Simony J, Pujol J L, Radal M, Ursule E, Michel F B, Pujol H
Centre Régional de Lutte contre le Cancer, Montpellier, France.
Cancer Res. 1990 Jul 15;50(14):4382-7.
Ploidy and growth fraction were analyzed by means of a computer-assisted image processor in surgically resected non-small cell lung cancer (NSCLC). This study was done in order (a) to evaluate the distribution of anti-Ki-67 immunostaining and (b) to correlate this distribution to ploidy status and pTNM stage of NSCLC. Thirty-two patients underwent a surgical resection for primary NSCLC following complete staging. Indirect immunoperoxidase reactions of monoclonal antibody Ki-67 were done on frozen tissue sections. Integrated optical density and index of stained nuclear surface were calculated by means of a computer-assisted image processor in 120 fields of each preparation in order to quantify the Ki-67 immunostaining. DNA content was determined by means of cytometry of Feulgen-stained cytological prints. The ploidy status was defined for each tumor by DNA index, percentage of hypodiploid cells, and type of DNA content histogram (near diploid, hyperdiploid, hypodiploid, and multiploid). Reproducibility of immunostaining quantitative analysis was demonstrated by iterative measurements of the same slide. Intratumoral heterogeneity of Ki-67 immunostaining induced integrated optical density variation assessed on six nonconsecutive tissue sections from at least two regions of the same tumor. This intratumoral variability was 15 times lower than integrated optical density variability between tumors. The Ki-67 immunostaining varied significantly according to the DNA content histogram type (P less than 0.05, Kruskal-Wallis test); most of the specimens with high Ki-67 immunostaining were multiploid or hypodiploid. Moreover, Ki-67 immunostaining correlated to the percentage of hypodiploid cells. Ki-67 immunostaining and ploidy status did not vary significantly according to the tumor-nodes-metastasis stage. We conclude that (a) quantitative analysis of Ki-67 immunostaining is a reliable evaluation of growth fraction in NSCLC if a large number of fields are analyzed to take into account intratumoral variability, (b) hypodiploidy and multiploidy are frequent abnormalities of DNA content, (c) Ki-67 immunostaining is significantly higher in hypodiploid and multiploid tumors. Thus, determination of growth fraction and ploidy in surgically resected NSCLC specimens may be considered as complementary prognostic parameters independent of the stage of the disease.
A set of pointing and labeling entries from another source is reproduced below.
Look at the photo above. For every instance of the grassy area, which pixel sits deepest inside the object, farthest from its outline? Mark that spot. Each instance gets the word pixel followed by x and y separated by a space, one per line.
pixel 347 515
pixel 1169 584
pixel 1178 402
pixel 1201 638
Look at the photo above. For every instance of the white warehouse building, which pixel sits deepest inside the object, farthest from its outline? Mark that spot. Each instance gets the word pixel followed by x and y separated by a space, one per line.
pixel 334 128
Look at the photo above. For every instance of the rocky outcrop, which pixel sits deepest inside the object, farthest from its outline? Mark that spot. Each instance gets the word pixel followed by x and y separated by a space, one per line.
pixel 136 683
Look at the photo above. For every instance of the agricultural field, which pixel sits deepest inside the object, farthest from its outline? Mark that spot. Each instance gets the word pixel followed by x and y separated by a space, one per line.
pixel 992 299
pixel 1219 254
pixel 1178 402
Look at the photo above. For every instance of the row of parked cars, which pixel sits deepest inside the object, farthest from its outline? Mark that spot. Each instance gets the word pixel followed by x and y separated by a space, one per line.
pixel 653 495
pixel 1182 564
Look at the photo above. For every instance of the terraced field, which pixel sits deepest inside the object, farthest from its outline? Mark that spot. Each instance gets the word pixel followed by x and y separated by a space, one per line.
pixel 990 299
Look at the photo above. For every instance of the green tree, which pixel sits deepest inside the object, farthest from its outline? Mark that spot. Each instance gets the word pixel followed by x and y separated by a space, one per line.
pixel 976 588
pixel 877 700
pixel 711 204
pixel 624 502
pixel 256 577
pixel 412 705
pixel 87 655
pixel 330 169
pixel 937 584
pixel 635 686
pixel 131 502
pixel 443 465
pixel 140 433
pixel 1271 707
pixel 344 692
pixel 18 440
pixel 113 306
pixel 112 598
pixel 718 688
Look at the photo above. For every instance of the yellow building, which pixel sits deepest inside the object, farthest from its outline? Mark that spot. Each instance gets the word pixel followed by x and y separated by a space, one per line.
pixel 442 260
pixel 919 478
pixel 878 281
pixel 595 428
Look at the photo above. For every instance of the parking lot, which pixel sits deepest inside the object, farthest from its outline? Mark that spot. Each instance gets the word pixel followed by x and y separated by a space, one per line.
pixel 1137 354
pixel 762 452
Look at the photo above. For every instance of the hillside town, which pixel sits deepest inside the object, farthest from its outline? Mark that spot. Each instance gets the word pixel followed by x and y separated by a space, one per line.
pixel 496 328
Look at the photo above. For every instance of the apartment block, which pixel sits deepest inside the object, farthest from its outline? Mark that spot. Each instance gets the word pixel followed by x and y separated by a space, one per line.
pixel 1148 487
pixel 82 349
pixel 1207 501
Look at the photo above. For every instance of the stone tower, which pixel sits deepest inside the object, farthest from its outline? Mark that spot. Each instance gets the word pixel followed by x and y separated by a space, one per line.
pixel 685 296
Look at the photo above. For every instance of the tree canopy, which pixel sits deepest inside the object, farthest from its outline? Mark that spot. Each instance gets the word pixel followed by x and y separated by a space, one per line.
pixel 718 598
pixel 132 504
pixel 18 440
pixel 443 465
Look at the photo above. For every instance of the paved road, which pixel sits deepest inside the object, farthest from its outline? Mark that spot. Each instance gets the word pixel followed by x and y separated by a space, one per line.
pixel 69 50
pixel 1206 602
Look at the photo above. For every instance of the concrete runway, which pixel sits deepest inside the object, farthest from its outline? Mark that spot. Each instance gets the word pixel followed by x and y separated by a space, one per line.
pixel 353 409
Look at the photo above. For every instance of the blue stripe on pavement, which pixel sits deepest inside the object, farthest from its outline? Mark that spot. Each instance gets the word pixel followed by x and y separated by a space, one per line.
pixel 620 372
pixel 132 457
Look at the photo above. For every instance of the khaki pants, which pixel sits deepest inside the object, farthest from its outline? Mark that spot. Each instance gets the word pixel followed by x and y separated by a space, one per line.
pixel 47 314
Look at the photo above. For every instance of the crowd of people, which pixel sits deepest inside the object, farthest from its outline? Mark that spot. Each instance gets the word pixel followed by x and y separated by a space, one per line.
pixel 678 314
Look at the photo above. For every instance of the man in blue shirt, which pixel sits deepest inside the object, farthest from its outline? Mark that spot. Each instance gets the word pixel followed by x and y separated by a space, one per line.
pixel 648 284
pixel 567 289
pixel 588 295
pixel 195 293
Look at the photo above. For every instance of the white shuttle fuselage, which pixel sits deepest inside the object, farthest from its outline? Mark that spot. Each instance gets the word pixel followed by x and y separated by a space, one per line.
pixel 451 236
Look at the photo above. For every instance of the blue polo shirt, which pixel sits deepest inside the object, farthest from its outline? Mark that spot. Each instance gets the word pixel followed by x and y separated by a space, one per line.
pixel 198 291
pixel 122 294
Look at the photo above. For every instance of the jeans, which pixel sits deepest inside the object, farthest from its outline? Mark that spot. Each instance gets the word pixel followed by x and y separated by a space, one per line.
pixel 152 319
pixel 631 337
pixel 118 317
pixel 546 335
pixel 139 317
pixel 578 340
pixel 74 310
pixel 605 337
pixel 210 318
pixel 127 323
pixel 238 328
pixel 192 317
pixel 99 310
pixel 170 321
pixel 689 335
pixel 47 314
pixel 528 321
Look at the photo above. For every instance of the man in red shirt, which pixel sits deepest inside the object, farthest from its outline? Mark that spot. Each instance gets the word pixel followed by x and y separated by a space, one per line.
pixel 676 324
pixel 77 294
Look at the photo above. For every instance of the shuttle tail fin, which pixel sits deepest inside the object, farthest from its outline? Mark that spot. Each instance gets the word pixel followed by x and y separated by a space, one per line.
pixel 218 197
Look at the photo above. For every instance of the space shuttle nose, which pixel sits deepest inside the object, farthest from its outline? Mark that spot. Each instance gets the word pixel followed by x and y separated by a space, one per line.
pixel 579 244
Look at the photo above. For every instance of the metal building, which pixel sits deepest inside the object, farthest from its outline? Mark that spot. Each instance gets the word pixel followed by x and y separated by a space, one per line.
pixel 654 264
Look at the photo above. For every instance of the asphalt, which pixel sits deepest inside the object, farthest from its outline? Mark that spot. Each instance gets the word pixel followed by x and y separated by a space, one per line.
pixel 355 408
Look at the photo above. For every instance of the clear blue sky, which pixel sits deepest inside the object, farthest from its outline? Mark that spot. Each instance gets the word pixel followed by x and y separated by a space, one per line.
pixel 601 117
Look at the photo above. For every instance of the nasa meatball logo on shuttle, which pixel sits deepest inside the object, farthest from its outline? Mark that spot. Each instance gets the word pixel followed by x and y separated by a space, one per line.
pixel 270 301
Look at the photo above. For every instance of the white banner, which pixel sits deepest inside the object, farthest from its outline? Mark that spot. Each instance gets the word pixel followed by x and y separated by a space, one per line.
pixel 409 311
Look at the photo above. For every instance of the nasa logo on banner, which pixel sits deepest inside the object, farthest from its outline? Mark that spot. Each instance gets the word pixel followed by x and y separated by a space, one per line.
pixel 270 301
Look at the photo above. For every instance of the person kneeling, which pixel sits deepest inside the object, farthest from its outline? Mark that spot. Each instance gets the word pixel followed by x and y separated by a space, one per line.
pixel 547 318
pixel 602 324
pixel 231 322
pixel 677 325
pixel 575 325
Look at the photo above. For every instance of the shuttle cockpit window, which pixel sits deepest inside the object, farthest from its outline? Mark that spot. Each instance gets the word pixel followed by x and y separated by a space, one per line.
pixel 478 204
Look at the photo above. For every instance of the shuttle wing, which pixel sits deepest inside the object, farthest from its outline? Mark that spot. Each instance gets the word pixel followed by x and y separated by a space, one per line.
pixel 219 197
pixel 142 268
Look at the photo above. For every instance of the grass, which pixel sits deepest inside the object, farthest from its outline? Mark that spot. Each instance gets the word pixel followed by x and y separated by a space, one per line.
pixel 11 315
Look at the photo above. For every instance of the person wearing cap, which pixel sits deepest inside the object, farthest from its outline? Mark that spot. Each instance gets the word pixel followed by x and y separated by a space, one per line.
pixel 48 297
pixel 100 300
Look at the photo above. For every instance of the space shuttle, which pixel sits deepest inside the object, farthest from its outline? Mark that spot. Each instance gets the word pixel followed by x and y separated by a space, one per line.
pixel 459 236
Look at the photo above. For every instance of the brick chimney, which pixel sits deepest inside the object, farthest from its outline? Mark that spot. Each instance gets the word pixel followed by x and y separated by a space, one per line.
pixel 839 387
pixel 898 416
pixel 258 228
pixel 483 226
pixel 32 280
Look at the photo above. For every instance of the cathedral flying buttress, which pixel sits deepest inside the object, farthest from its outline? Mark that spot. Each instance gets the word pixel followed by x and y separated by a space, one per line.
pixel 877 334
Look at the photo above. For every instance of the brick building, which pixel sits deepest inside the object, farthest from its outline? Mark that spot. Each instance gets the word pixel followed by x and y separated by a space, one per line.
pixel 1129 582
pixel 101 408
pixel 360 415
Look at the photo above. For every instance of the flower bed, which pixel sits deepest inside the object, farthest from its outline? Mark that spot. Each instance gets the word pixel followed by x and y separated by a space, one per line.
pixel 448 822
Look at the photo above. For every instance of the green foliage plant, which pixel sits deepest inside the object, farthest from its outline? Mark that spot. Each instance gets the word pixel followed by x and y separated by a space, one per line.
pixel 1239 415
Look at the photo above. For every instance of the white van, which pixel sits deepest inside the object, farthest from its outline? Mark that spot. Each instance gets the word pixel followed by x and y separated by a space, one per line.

采用计算机辅助图像处理器对手术切除的非小细胞肺癌(NSCLC)的倍性和生长分数进行分析。开展本研究的目的是:(a)评估抗Ki-67免疫染色的分布情况;(b)将该分布情况与NSCLC的倍性状态和pTNM分期相关联。32例患者在完成全面分期后接受了原发性NSCLC的手术切除。对冷冻组织切片进行单克隆抗体Ki-67的间接免疫过氧化物酶反应。通过计算机辅助图像处理器在每份标本的120个视野中计算积分光密度和染色核表面积指数,以量化Ki-67免疫染色。通过对Feulgen染色的细胞学印片进行细胞计数法测定DNA含量。根据DNA指数、亚二倍体细胞百分比和DNA含量直方图类型(近二倍体、超二倍体、亚二倍体和多倍体)确定每个肿瘤的倍性状态。通过对同一张玻片进行重复测量证明了免疫染色定量分析的可重复性。在来自同一肿瘤至少两个区域的6个非连续组织切片上评估Ki-67免疫染色诱导的积分光密度变化所反映的肿瘤内异质性。这种肿瘤内变异性比肿瘤之间的积分光密度变异性低15倍。Ki-67免疫染色根据DNA含量直方图类型有显著差异(P<0.05,Kruskal-Wallis检验);大多数Ki-67免疫染色高的标本为多倍体或亚二倍体。此外,Ki-67免疫染色与亚二倍体细胞百分比相关。Ki-67免疫染色和倍性状态根据肿瘤-淋巴结-转移分期无显著差异。我们得出结论:(a)如果分析大量视野以考虑肿瘤内变异性,Ki-67免疫染色的定量分析是评估NSCLC生长分数的可靠方法;(b)亚二倍体和多倍体是常见的DNA含量异常;(c)亚二倍体和多倍体肿瘤中的Ki-67免疫染色显著更高。因此,手术切除的NSCLC标本中生长分数和倍性的测定可被视为独立于疾病分期的补充性预后参数。